« Le Reste » de Baker Ben Fredj : Ce qui ne demeure pas malgré l’oubli…
La galerie Archivart accueille, à partir du 24 janvier, la nouvelle exposition personnelle de l’artiste visuel Baker Ben Fredj, intitulée « Le Reste ». Natif de Hammamet en 1965, Baker est diplômé de l’Institut technologique d’art, d’architecture et d’urbanisme de Tunis en 1990.
La gravure est au centre de la démarche artistique de Baker Ben Fredj, agissant comme une matrice fondamentale qui façonne son univers créatif : « Même lorsque le collage ou la peinture semblent en détourner le geste, elle persiste, discrète mais tenace », affirme Gabsi.
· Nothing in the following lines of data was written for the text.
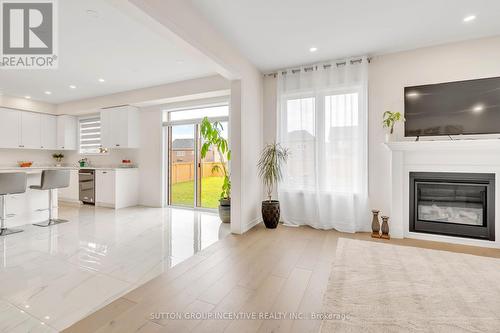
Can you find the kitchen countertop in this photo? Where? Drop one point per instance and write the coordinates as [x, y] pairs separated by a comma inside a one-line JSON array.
[[37, 169]]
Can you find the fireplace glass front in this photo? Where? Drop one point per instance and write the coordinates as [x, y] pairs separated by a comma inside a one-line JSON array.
[[452, 204]]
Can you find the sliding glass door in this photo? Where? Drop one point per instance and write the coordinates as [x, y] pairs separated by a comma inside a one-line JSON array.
[[194, 181], [182, 167], [212, 175]]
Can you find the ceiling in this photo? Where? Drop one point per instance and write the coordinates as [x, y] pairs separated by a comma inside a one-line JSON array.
[[275, 34], [103, 43]]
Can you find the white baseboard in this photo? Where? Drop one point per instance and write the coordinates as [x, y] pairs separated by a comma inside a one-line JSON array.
[[252, 224], [70, 202]]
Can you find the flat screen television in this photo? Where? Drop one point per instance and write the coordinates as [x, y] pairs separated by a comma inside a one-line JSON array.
[[453, 108]]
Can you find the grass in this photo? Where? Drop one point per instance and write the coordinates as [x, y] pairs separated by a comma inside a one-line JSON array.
[[183, 193]]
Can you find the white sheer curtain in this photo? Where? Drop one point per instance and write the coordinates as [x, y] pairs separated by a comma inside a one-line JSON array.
[[322, 119]]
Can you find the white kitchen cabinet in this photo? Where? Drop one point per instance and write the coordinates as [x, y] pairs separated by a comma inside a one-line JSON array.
[[30, 130], [48, 129], [71, 194], [120, 127], [67, 128], [117, 188], [105, 188], [10, 128]]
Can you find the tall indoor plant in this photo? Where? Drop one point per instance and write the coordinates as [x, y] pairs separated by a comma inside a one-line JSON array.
[[271, 162], [212, 137]]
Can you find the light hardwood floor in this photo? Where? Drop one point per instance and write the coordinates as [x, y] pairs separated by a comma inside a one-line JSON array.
[[282, 270]]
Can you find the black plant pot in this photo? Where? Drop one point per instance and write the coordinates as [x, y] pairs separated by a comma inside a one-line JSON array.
[[271, 213]]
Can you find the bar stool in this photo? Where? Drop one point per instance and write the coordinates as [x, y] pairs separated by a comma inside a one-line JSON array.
[[10, 183], [51, 180]]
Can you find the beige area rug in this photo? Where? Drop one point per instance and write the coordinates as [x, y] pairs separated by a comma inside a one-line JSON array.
[[377, 287]]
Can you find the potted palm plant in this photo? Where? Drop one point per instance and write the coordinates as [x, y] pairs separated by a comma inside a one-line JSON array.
[[212, 137], [389, 120], [271, 162]]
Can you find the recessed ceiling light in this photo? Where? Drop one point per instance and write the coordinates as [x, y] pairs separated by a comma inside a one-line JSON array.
[[469, 18], [92, 13], [478, 108]]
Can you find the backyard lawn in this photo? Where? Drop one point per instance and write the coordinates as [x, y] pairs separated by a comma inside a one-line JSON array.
[[183, 193]]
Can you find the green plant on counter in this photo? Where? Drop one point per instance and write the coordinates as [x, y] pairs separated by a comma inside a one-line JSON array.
[[212, 137], [390, 118]]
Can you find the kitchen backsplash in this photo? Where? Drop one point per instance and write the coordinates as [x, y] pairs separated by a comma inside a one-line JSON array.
[[10, 157]]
Toujours présente, la gravure se maintient comme une mémoire originelle, un socle sur lequel reposent formes et récits visuels.
La Presse — La galerie Archivart présentera, à partir du 24 janvier, la nouvelle exposition personnelle de l’artiste visuel Baker Ben Fredj, intitulée « Le Reste ». Né à Hammamet en 1965, Baker a obtenu son diplôme de l’Institut technologique d’art, d’architecture et d’urbanisme de Tunis en 1990. Il a également ouvert un atelier de gravure dans sa ville, destiné aux artistes professionnels et aux étudiants.
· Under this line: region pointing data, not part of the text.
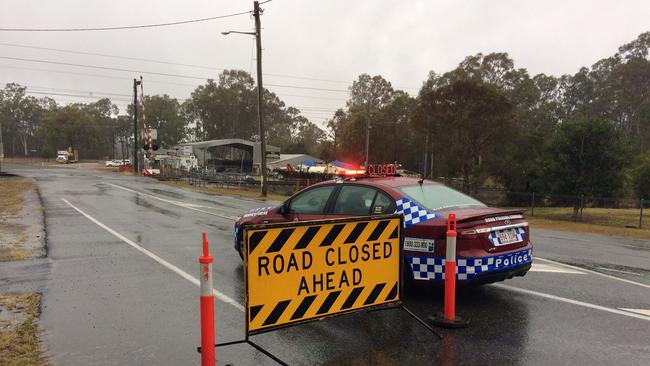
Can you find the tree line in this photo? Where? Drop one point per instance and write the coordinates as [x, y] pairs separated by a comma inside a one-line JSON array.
[[484, 122]]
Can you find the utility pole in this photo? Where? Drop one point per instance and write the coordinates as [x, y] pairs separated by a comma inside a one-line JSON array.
[[260, 93], [135, 125], [2, 148], [367, 150]]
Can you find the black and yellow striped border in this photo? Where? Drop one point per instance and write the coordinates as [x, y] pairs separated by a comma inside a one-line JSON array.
[[356, 298]]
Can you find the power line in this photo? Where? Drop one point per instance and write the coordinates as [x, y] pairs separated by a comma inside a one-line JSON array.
[[122, 27], [175, 63], [152, 72]]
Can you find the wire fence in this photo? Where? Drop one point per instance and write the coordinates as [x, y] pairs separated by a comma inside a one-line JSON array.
[[608, 211]]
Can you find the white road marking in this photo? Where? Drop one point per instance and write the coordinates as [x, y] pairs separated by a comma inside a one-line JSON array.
[[219, 295], [638, 311], [619, 271], [188, 206], [594, 272], [561, 238], [574, 302], [538, 267]]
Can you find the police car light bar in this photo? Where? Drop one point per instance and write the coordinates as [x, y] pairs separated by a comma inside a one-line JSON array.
[[381, 169], [353, 172], [374, 170]]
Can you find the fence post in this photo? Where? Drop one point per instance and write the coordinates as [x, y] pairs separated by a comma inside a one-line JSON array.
[[532, 205], [641, 213]]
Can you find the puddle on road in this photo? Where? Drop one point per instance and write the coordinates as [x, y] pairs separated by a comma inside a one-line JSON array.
[[167, 193], [221, 227], [144, 203]]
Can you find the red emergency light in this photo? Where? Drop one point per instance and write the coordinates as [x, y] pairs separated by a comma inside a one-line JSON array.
[[374, 170], [381, 169]]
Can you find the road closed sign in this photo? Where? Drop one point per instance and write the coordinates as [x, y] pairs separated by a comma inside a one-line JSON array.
[[303, 271]]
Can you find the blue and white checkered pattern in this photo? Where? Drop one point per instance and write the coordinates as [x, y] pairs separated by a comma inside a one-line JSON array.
[[433, 268], [413, 214], [519, 231]]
Son œuvre a été exposée à de multiples occasions, tant en Tunisie qu’à l’international, notamment en France, en Suisse, aux Pays-Bas, en Allemagne, au Maroc, en Égypte, au Koweït et en Chine. Il a dirigé l’Union des artistes plasticiens tunisiens pendant la période de la « révolution ».

« Après vingt ans de création dans l’intimité de son atelier à Hammamet, Baker Ben Fredj brise le silence. Son exposition, « Le Reste », révèle cette part indéfectible de la “réserve” qui devient une composante essentielle de son imaginaire artistique », souligne Wafa Gabsi, galeriste et cofondatrice des lieux.
« Le Reste » évoque aussi, selon elle, les souvenirs, ce qui reste enfoui dans la mémoire, là où « symboles, empreintes et traces affleurent comme des racines indestructibles pour construire un monde, le sien ». En tant que plasticien au parcours original et sans compromis, Baker Ben Fredj a très tôt choisi de vivre exclusivement par et pour son art.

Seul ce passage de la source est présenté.